Perlahan-lahan sosok itu menaiki tempat tidur dan duduk berlutut di ujung kaki Viera. Ia menyelip masuk ke dalam selimut. Dengan hati-hati ia menyentuh kedua kaki itu dan membukanya lebar hingga sedikit mengangkang. Ia menelusup masuk di kedua kaki itu hingga membuat pinggangnya diampit oleh kedua paha Viera. Dengan nafas berat sosok itu kembali bergerak sedikit menindih tubuh gadis di itu.
Merasakan sesak di atas tubuhnya, Viera bergerak tak nyaman karena posisi tidurnya. Namun ia sulit menggerakkan tubuhnya karena kungkungan sosok di atasnya. Hal itu berhasil membuatnya terusik. Sayup-sayup ia membuka mata dan mengedarkan pandangannya. Gelap, tentu karena lampu tidurnya mati.
Baru saja ingin menyalakan lampu tidur, sebuah tangan menahan pergelangan tangannya. Seketika itu napas Viera tercekat. Ia baru menyadari ada orang lain di kamarnya. Dan orang lain itu berada di antara kedua pahanya dan setengah menindih tubuhnya. Dalam keadaan setengah sadar karena mengantuk membuatnya sempat tak menyadari sesuatu yang menindihnya dan membuat tubuhnya sesak.
"Siapa?." Lirih Viera sambil melihat ke segala arah karena tak tahu di mana wajah sosok yang berada di atas tubuhnya.
Tak ada jawaban.
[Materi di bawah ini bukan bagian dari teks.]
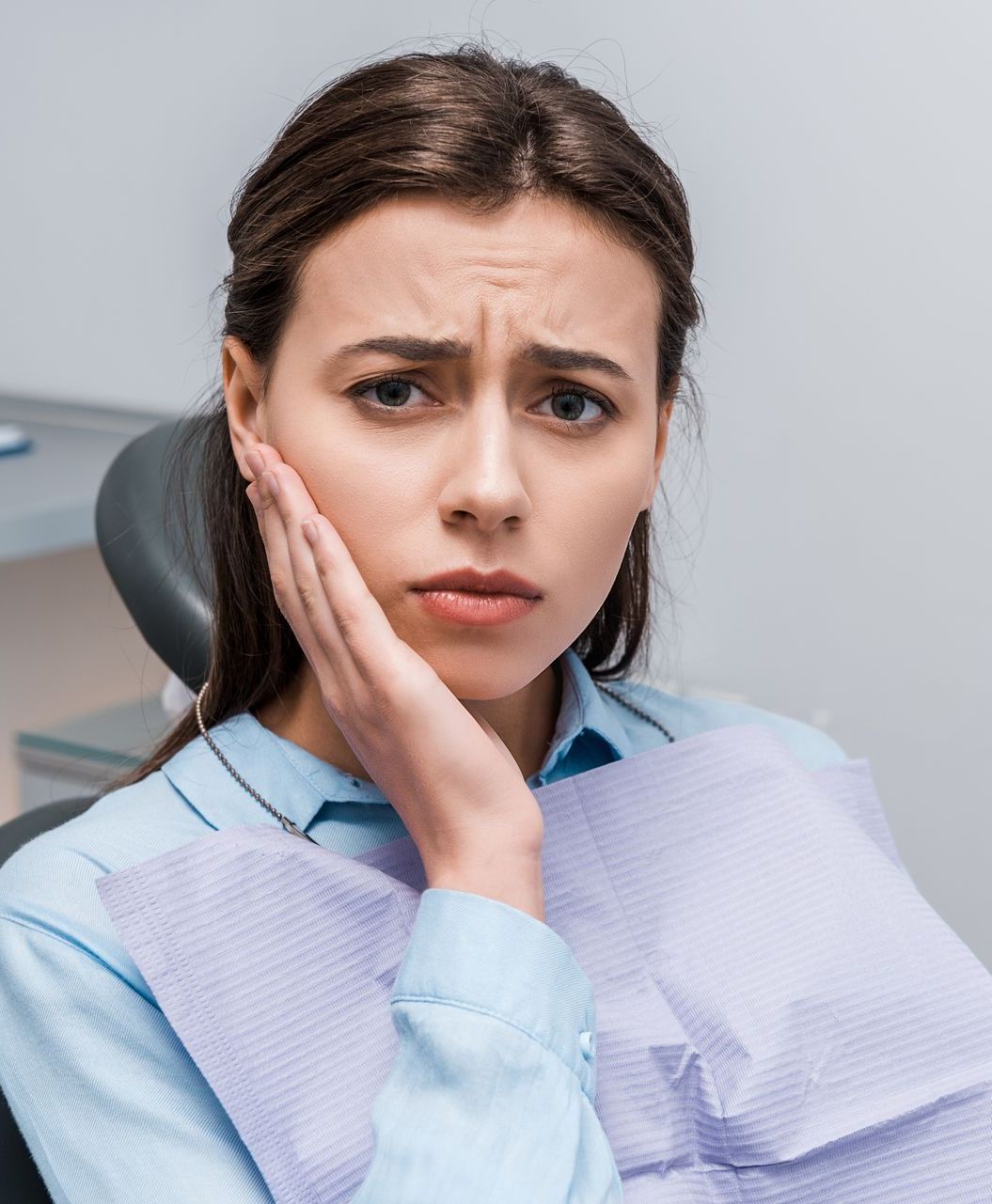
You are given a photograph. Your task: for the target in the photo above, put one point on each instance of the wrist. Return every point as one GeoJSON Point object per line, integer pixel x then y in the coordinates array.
{"type": "Point", "coordinates": [515, 879]}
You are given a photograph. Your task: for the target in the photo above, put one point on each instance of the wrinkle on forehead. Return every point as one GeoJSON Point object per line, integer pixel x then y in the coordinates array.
{"type": "Point", "coordinates": [537, 269]}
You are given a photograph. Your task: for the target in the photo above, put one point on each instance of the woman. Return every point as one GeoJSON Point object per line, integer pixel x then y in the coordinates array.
{"type": "Point", "coordinates": [455, 333]}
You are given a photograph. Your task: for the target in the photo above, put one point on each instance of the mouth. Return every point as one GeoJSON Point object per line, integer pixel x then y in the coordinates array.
{"type": "Point", "coordinates": [472, 581]}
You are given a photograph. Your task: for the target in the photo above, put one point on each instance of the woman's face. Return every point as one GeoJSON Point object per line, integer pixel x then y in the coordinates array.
{"type": "Point", "coordinates": [469, 459]}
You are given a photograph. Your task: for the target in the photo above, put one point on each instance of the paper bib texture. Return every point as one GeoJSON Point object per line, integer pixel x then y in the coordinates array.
{"type": "Point", "coordinates": [781, 1016]}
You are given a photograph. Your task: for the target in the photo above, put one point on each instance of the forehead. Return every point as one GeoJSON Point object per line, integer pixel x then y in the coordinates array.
{"type": "Point", "coordinates": [536, 268]}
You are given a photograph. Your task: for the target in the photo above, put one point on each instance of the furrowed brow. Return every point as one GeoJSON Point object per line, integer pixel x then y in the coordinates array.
{"type": "Point", "coordinates": [411, 347]}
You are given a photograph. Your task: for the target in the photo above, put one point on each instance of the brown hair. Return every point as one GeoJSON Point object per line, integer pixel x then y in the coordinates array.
{"type": "Point", "coordinates": [477, 129]}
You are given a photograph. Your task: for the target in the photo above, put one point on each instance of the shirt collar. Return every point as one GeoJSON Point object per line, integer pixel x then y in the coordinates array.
{"type": "Point", "coordinates": [297, 783]}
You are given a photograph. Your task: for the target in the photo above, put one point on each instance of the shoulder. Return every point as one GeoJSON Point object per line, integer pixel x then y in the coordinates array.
{"type": "Point", "coordinates": [50, 883]}
{"type": "Point", "coordinates": [686, 715]}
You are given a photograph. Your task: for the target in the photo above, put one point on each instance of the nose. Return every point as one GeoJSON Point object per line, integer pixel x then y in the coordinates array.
{"type": "Point", "coordinates": [483, 478]}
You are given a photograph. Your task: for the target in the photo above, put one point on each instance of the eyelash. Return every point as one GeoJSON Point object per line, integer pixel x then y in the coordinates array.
{"type": "Point", "coordinates": [609, 410]}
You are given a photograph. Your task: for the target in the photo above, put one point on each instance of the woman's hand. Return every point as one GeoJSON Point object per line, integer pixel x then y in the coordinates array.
{"type": "Point", "coordinates": [453, 782]}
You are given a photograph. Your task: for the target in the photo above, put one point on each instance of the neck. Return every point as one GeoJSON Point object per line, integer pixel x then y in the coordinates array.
{"type": "Point", "coordinates": [525, 721]}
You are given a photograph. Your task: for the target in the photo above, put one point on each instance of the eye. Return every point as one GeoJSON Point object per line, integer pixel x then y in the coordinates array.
{"type": "Point", "coordinates": [574, 401]}
{"type": "Point", "coordinates": [391, 391]}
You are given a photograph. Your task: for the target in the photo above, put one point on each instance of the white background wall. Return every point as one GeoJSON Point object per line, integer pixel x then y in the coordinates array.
{"type": "Point", "coordinates": [834, 562]}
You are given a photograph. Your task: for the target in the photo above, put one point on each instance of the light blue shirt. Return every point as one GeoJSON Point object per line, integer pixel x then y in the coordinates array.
{"type": "Point", "coordinates": [112, 1105]}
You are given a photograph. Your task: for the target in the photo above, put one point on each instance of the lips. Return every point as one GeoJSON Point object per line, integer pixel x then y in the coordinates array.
{"type": "Point", "coordinates": [473, 581]}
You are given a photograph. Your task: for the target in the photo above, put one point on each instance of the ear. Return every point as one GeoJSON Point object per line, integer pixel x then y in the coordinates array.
{"type": "Point", "coordinates": [665, 414]}
{"type": "Point", "coordinates": [245, 411]}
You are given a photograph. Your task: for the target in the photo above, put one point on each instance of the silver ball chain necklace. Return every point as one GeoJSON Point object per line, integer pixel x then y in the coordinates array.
{"type": "Point", "coordinates": [288, 822]}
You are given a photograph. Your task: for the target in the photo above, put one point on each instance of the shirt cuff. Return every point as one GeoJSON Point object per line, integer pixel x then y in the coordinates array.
{"type": "Point", "coordinates": [484, 955]}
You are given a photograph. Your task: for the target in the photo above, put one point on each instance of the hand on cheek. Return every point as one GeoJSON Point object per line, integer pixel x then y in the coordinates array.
{"type": "Point", "coordinates": [451, 779]}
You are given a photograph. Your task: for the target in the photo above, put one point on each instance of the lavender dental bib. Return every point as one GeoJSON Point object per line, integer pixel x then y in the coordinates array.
{"type": "Point", "coordinates": [781, 1018]}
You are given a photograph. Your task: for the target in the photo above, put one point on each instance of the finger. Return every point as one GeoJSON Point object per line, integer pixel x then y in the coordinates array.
{"type": "Point", "coordinates": [339, 601]}
{"type": "Point", "coordinates": [282, 573]}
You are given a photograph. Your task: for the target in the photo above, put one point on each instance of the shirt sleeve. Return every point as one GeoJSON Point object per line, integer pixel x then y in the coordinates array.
{"type": "Point", "coordinates": [490, 1096]}
{"type": "Point", "coordinates": [110, 1103]}
{"type": "Point", "coordinates": [492, 1093]}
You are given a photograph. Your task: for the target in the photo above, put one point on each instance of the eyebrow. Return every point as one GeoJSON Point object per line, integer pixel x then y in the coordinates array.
{"type": "Point", "coordinates": [411, 347]}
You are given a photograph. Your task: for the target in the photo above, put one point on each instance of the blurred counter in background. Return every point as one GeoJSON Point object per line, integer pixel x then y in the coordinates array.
{"type": "Point", "coordinates": [78, 757]}
{"type": "Point", "coordinates": [69, 650]}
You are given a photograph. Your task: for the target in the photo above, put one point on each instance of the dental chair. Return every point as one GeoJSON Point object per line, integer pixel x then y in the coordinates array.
{"type": "Point", "coordinates": [165, 584]}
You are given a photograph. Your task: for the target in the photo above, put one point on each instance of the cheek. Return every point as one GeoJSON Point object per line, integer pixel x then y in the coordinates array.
{"type": "Point", "coordinates": [595, 535]}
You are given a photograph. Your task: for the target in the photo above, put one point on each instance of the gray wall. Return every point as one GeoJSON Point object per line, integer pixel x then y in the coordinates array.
{"type": "Point", "coordinates": [832, 560]}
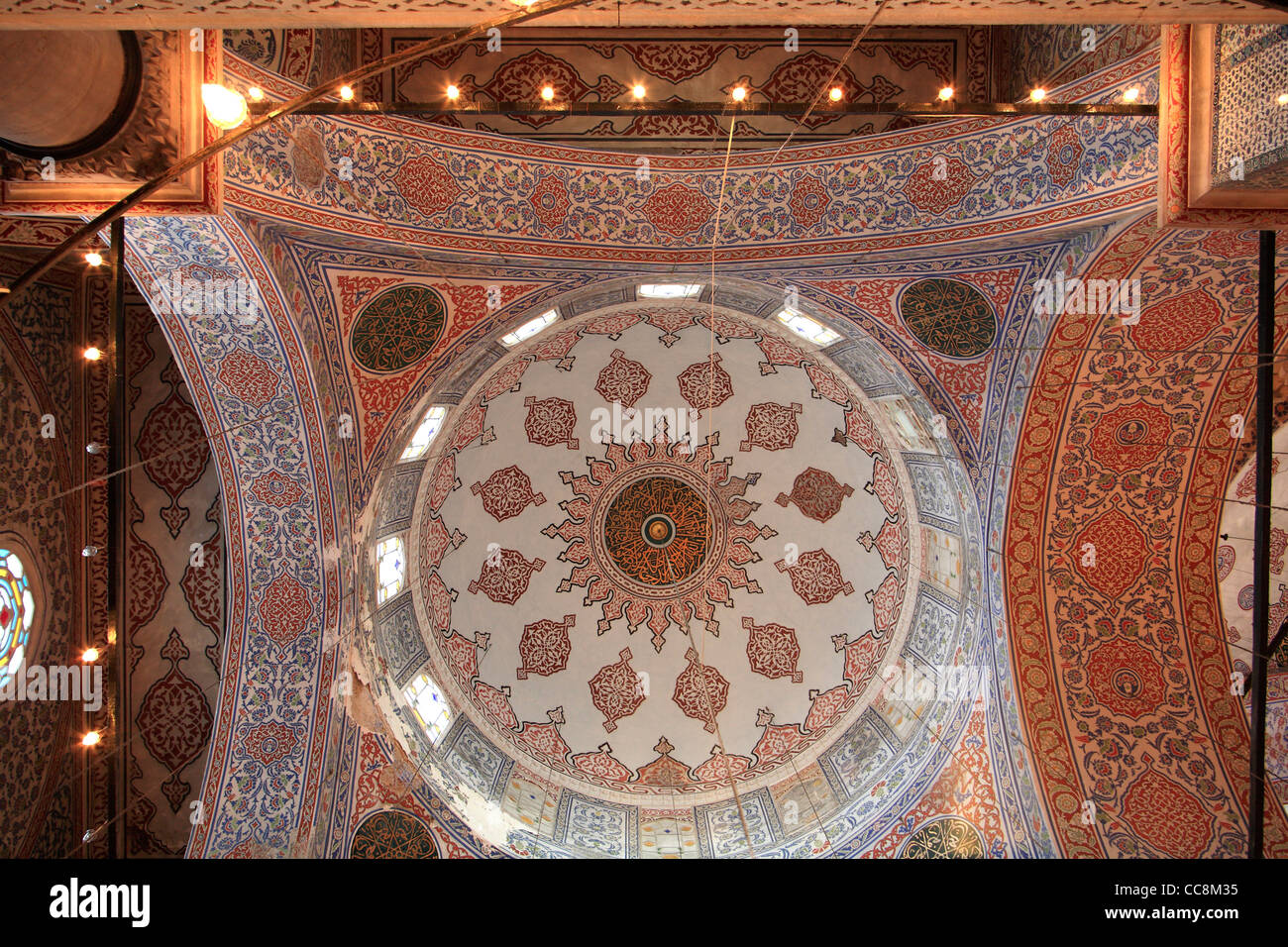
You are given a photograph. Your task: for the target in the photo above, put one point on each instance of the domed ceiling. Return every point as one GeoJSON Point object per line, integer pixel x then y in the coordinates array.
{"type": "Point", "coordinates": [664, 558]}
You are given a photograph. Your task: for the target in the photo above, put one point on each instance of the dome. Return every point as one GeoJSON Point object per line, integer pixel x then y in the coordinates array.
{"type": "Point", "coordinates": [662, 560]}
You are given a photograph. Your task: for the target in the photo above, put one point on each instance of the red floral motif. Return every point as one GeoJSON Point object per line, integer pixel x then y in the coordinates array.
{"type": "Point", "coordinates": [815, 578]}
{"type": "Point", "coordinates": [780, 352]}
{"type": "Point", "coordinates": [204, 586]}
{"type": "Point", "coordinates": [700, 690]}
{"type": "Point", "coordinates": [827, 385]}
{"type": "Point", "coordinates": [601, 764]}
{"type": "Point", "coordinates": [443, 483]}
{"type": "Point", "coordinates": [773, 650]}
{"type": "Point", "coordinates": [544, 647]}
{"type": "Point", "coordinates": [936, 195]}
{"type": "Point", "coordinates": [275, 489]}
{"type": "Point", "coordinates": [1232, 245]}
{"type": "Point", "coordinates": [520, 80]}
{"type": "Point", "coordinates": [506, 379]}
{"type": "Point", "coordinates": [861, 429]}
{"type": "Point", "coordinates": [678, 209]}
{"type": "Point", "coordinates": [720, 767]}
{"type": "Point", "coordinates": [617, 690]}
{"type": "Point", "coordinates": [269, 742]}
{"type": "Point", "coordinates": [671, 321]}
{"type": "Point", "coordinates": [675, 60]}
{"type": "Point", "coordinates": [670, 125]}
{"type": "Point", "coordinates": [147, 581]}
{"type": "Point", "coordinates": [505, 581]}
{"type": "Point", "coordinates": [824, 706]}
{"type": "Point", "coordinates": [549, 198]}
{"type": "Point", "coordinates": [284, 609]}
{"type": "Point", "coordinates": [777, 741]}
{"type": "Point", "coordinates": [1121, 553]}
{"type": "Point", "coordinates": [800, 77]}
{"type": "Point", "coordinates": [426, 185]}
{"type": "Point", "coordinates": [1064, 155]}
{"type": "Point", "coordinates": [506, 493]}
{"type": "Point", "coordinates": [816, 493]}
{"type": "Point", "coordinates": [249, 377]}
{"type": "Point", "coordinates": [1167, 815]}
{"type": "Point", "coordinates": [1126, 678]}
{"type": "Point", "coordinates": [665, 771]}
{"type": "Point", "coordinates": [174, 716]}
{"type": "Point", "coordinates": [885, 600]}
{"type": "Point", "coordinates": [809, 201]}
{"type": "Point", "coordinates": [704, 384]}
{"type": "Point", "coordinates": [622, 380]}
{"type": "Point", "coordinates": [171, 437]}
{"type": "Point", "coordinates": [308, 158]}
{"type": "Point", "coordinates": [612, 325]}
{"type": "Point", "coordinates": [772, 427]}
{"type": "Point", "coordinates": [1176, 324]}
{"type": "Point", "coordinates": [1131, 436]}
{"type": "Point", "coordinates": [550, 421]}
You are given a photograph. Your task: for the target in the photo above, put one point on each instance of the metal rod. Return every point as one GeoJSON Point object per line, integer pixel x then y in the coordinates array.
{"type": "Point", "coordinates": [116, 528]}
{"type": "Point", "coordinates": [928, 110]}
{"type": "Point", "coordinates": [1261, 543]}
{"type": "Point", "coordinates": [267, 118]}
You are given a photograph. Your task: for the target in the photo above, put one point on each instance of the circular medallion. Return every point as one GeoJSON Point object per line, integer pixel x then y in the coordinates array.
{"type": "Point", "coordinates": [398, 328]}
{"type": "Point", "coordinates": [945, 838]}
{"type": "Point", "coordinates": [657, 530]}
{"type": "Point", "coordinates": [393, 835]}
{"type": "Point", "coordinates": [949, 317]}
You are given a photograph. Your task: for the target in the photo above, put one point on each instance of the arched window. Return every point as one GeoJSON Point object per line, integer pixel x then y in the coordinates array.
{"type": "Point", "coordinates": [17, 613]}
{"type": "Point", "coordinates": [425, 433]}
{"type": "Point", "coordinates": [390, 569]}
{"type": "Point", "coordinates": [426, 701]}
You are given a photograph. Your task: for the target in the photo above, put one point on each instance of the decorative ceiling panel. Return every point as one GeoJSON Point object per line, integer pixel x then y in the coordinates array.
{"type": "Point", "coordinates": [434, 13]}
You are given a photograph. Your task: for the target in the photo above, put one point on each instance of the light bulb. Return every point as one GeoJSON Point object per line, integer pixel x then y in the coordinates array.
{"type": "Point", "coordinates": [226, 108]}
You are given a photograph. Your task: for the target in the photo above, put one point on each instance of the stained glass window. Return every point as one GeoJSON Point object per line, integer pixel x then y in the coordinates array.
{"type": "Point", "coordinates": [425, 433]}
{"type": "Point", "coordinates": [426, 701]}
{"type": "Point", "coordinates": [390, 569]}
{"type": "Point", "coordinates": [17, 613]}
{"type": "Point", "coordinates": [528, 329]}
{"type": "Point", "coordinates": [806, 328]}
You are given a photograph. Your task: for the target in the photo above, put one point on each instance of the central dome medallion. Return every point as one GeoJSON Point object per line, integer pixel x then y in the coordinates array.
{"type": "Point", "coordinates": [662, 549]}
{"type": "Point", "coordinates": [656, 531]}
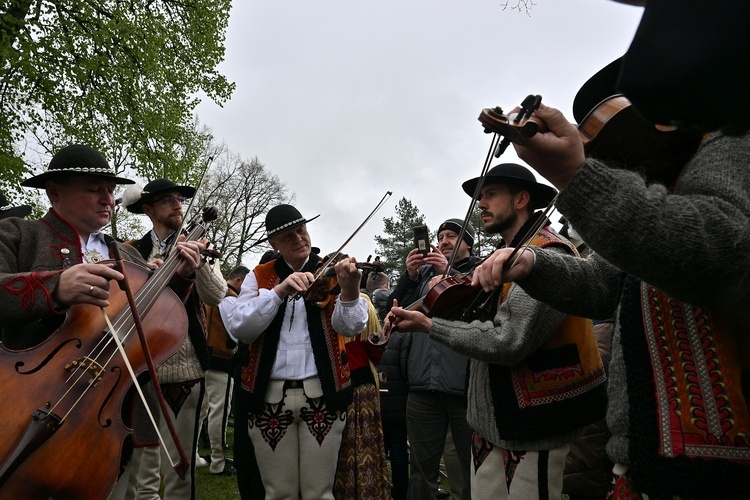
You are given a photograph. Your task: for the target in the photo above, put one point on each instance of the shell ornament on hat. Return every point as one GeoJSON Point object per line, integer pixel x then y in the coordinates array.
{"type": "Point", "coordinates": [7, 210]}
{"type": "Point", "coordinates": [283, 217]}
{"type": "Point", "coordinates": [73, 160]}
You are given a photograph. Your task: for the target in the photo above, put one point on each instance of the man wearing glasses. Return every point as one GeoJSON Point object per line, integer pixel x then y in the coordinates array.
{"type": "Point", "coordinates": [182, 375]}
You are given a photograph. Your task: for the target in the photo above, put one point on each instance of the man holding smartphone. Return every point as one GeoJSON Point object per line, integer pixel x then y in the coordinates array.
{"type": "Point", "coordinates": [437, 374]}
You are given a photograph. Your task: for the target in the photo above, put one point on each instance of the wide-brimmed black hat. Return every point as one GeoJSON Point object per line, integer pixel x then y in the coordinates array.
{"type": "Point", "coordinates": [151, 191]}
{"type": "Point", "coordinates": [597, 88]}
{"type": "Point", "coordinates": [455, 226]}
{"type": "Point", "coordinates": [283, 217]}
{"type": "Point", "coordinates": [75, 159]}
{"type": "Point", "coordinates": [6, 210]}
{"type": "Point", "coordinates": [517, 175]}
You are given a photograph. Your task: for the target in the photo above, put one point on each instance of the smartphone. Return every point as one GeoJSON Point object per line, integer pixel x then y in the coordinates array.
{"type": "Point", "coordinates": [422, 239]}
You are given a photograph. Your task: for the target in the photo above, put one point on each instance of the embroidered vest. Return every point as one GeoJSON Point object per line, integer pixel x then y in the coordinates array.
{"type": "Point", "coordinates": [557, 389]}
{"type": "Point", "coordinates": [220, 344]}
{"type": "Point", "coordinates": [328, 351]}
{"type": "Point", "coordinates": [688, 373]}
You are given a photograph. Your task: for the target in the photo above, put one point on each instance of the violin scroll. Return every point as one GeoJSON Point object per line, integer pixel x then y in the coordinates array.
{"type": "Point", "coordinates": [516, 127]}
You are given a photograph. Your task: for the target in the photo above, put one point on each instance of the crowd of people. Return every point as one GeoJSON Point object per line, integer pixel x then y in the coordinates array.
{"type": "Point", "coordinates": [611, 361]}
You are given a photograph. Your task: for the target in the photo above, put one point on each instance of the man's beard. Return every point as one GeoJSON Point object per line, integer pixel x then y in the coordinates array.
{"type": "Point", "coordinates": [173, 223]}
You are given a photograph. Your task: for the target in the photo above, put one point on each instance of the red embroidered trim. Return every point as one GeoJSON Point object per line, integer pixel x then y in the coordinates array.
{"type": "Point", "coordinates": [26, 286]}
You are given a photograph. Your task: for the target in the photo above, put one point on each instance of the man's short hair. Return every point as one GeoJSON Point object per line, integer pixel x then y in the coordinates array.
{"type": "Point", "coordinates": [375, 281]}
{"type": "Point", "coordinates": [238, 272]}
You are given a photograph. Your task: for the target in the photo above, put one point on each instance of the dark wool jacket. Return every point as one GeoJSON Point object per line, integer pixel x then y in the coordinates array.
{"type": "Point", "coordinates": [394, 364]}
{"type": "Point", "coordinates": [33, 253]}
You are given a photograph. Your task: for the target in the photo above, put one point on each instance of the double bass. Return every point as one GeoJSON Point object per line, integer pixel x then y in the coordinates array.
{"type": "Point", "coordinates": [63, 429]}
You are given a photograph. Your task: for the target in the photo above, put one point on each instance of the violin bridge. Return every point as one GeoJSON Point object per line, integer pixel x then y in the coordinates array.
{"type": "Point", "coordinates": [91, 366]}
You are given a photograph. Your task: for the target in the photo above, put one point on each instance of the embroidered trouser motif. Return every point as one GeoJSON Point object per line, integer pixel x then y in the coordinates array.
{"type": "Point", "coordinates": [297, 444]}
{"type": "Point", "coordinates": [499, 474]}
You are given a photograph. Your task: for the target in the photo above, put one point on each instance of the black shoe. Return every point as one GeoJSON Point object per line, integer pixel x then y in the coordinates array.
{"type": "Point", "coordinates": [228, 471]}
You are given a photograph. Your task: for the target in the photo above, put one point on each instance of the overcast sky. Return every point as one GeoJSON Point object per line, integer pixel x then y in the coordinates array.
{"type": "Point", "coordinates": [347, 99]}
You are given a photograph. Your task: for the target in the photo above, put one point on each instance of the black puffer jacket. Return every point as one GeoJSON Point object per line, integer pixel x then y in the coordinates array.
{"type": "Point", "coordinates": [394, 365]}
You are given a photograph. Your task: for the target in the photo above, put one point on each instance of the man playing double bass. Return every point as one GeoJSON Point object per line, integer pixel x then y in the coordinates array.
{"type": "Point", "coordinates": [182, 375]}
{"type": "Point", "coordinates": [48, 266]}
{"type": "Point", "coordinates": [294, 381]}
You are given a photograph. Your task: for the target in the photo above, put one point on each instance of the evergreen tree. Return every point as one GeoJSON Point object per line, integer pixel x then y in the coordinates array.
{"type": "Point", "coordinates": [398, 236]}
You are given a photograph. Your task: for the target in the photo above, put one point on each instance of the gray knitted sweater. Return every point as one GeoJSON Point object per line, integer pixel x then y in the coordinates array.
{"type": "Point", "coordinates": [693, 244]}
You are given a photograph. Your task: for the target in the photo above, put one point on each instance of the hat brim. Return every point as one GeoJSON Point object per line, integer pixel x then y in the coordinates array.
{"type": "Point", "coordinates": [137, 206]}
{"type": "Point", "coordinates": [286, 228]}
{"type": "Point", "coordinates": [40, 181]}
{"type": "Point", "coordinates": [19, 211]}
{"type": "Point", "coordinates": [541, 194]}
{"type": "Point", "coordinates": [596, 89]}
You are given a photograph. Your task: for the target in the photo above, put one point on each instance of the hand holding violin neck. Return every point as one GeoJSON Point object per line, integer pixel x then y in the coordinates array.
{"type": "Point", "coordinates": [349, 278]}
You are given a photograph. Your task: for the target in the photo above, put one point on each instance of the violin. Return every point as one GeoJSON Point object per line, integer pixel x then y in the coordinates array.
{"type": "Point", "coordinates": [63, 434]}
{"type": "Point", "coordinates": [613, 132]}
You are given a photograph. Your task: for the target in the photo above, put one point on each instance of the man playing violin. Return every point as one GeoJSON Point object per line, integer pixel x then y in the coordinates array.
{"type": "Point", "coordinates": [294, 379]}
{"type": "Point", "coordinates": [182, 375]}
{"type": "Point", "coordinates": [536, 377]}
{"type": "Point", "coordinates": [437, 374]}
{"type": "Point", "coordinates": [673, 260]}
{"type": "Point", "coordinates": [51, 264]}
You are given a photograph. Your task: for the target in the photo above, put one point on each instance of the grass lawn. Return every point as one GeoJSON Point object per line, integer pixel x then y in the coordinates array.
{"type": "Point", "coordinates": [214, 487]}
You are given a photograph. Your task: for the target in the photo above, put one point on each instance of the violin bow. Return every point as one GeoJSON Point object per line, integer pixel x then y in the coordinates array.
{"type": "Point", "coordinates": [171, 245]}
{"type": "Point", "coordinates": [333, 256]}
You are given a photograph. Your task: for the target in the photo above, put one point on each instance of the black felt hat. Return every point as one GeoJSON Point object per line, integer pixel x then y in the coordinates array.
{"type": "Point", "coordinates": [151, 191]}
{"type": "Point", "coordinates": [283, 217]}
{"type": "Point", "coordinates": [516, 175]}
{"type": "Point", "coordinates": [6, 210]}
{"type": "Point", "coordinates": [72, 160]}
{"type": "Point", "coordinates": [455, 226]}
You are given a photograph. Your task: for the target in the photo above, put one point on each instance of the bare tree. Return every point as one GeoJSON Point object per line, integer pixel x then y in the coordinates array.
{"type": "Point", "coordinates": [243, 191]}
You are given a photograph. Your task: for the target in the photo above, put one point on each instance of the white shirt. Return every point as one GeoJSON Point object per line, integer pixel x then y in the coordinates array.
{"type": "Point", "coordinates": [254, 310]}
{"type": "Point", "coordinates": [226, 306]}
{"type": "Point", "coordinates": [95, 248]}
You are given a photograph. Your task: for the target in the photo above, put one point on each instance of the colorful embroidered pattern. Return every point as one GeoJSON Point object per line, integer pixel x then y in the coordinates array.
{"type": "Point", "coordinates": [318, 419]}
{"type": "Point", "coordinates": [26, 285]}
{"type": "Point", "coordinates": [698, 382]}
{"type": "Point", "coordinates": [272, 423]}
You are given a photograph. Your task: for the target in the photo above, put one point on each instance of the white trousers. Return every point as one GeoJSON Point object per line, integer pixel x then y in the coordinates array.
{"type": "Point", "coordinates": [143, 473]}
{"type": "Point", "coordinates": [213, 408]}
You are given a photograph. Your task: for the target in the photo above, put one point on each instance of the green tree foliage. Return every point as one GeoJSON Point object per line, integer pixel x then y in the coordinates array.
{"type": "Point", "coordinates": [119, 75]}
{"type": "Point", "coordinates": [398, 236]}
Detak jantung Viera semakin berdetak kencang dan membuat rasa kantuk hilang begitu saja. Tangannya bergerak melepas cekalan sosok itu. Karena hanya cekalan biasa membuatnya lepas dengan mudah. Dalam keadaan gelap gulita kedua tangannya bergerak meraba-raba tubuh sosok itu. Mulai dari dada hingga naik ke wajah.
"Penyusup?." Tanya Viera kembali sembari terus meraba rahang sosok itu.
Tubuh Viera sempat tersentak ketika merasakan kedua tangannya di genggam. Jari-jari panjang menelusup di sela-sela jarinya. Tangan itu menggenggam tangannya dan mengangkatnya hingga berada di kedua sisi kepalanya. Sosok itu mengunci pergerakannya. Dengan posisi mereka sekarang membuat Viera sedikit panik.
"Astaga, aku ingin berteriak. Tapi ayah dan ibu nanti kebangun." Celetuk Viera sedikit frustasi.
Ingin sekali ia berteriak, namun jika ia berteriak di tengah malam ini pasti akan membuat tidur kedua orang tuanya terusik. Ia tak tega mengganggu kedua orang tuanya hanya karena dirinya saja. Sebisa mungkin ia harus mandiri tanpa merepotkan kedua orang tuanya, mengingat baru sebentar mereka akur. Ia tak ingin masalah kembali datang dan membuat keluarganya ricuh lalu kembali seperti sebelumnya.
Suara kekehan terdengar begitu berat dari sosok itu. Sudah di pastikan bahwa sosok itu adalah seorang pria. Deru nafas Viera semakin tak normal mengetahuinya. Walaupun begitu, ia sama sekali tak memberontak dengan posisi mereka. Ia masih terdiam kaku sambil berusaha untuk melihat wajah pria itu di tengah kegelapan.
Viera merasakan kedua tangan besar itu semakin menggenggam erat tangannya. Tanpa sadar ia membalas genggaman itu juga dengan erat. Entah mengapa ia merasa tak begitu dalam bahaya dan ketakutan dengan keberadaan pria itu. Justru sebaliknya, ia merasa nyaman dan begitu hangat walaupun di posisi mereka yang seperti ini. Hal itu juga yang membuatnya diam tak berkutik.
"Kakak?." Tanya Viera ketika pria itu kembali mendekat dengan semakin menindih tubuhnya.
Ia menduga pria itu adalah pria yang memeluknya agar tak jatuh saat tertusuk paku tadi siang. Kemudian dengan tega pria itu juga yang mendorongnya hingga tersungkur. Dari aroma mint yang masih membekas di ingatannya membuatnya menduga kedua pria itu sama.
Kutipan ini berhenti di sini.